When I say successfully, I mean that at the end of the lessons, they can draw stuff that looks like what it is, and more importantly than anything, they LIKE what they drew. So, they go out and draw some more, building on that success.
I am not being a braggart here. It is simply true – to the point that I offer a money-back guarantee when I (rarely) hold local live classes.
I do keep trying to escape teaching, which is why I had the idea to go to a magazine format instead.
Then I asked what you would want to see in there, and most of you said you want to learn stuff.
I went back to the part of the “magazine” that I had already written, and most of it was teaching stuff. Learning stuff + teaching stuff – good match, but not a magazine.
Very little was “magazine” like at all, in fact. And what there was (like reviews etc.) could really be done as blog posts instead.
Here I was again – teaching.
And then, there was an eruption of bubbles, my brain exploded, and the brain soup was done cooking.
So, dear readers, what is coming will not be a magazine. It will be a wonderful series of workbooks.
They will be all about drawing, sketching, and painting in books. They will cover almost every topic you have asked for.
They will look like sketchbooks themselves, and they will be light hearted and funny and fun to follow. They will be easy enough for the complete beginner, and valuable to any level of artist – in building and reinforcing basics you may have forgotten you know. Even just to get your engine started again.
Some will be about page composition, some about mediums and how they work, and some about what to sketch or journal about. One or more will be about digital sketching and journaling.
They will be PDFs and they will be published as they are completed. If you know about writing books, you know the Muse controls the timing.
But, before any of the workbooks is published, I am going to set forth MY philosophy of successful art learning.
It is very different and will fly in the face of the stuff you hear most often, but you will find it interesting. A bit revolutionary even.

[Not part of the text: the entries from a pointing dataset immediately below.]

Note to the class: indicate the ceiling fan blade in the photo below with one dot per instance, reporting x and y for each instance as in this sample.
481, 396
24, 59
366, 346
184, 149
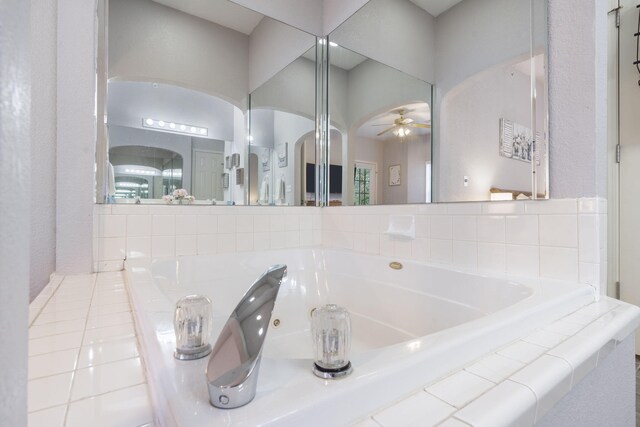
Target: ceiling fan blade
386, 130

This will be offered as a short blog series and then as a FREE downloadable booklet for you to keep and refer to – whenever you need to.
One of my all time favorite books is the tiny “Art & Fear” by David Bayles and Ted Orland, published in 2001. It was groundbreaking for me because I had just shut down the only “destination” I had for my art, and that eventually led me to the idea of making art that matters in journals and sketchbooks. That in turn, has led me to my current passionate relationship with sketchbooks and visual journaling.
My little book is titled “Drawing Badly”. You can already tell that will be different, right?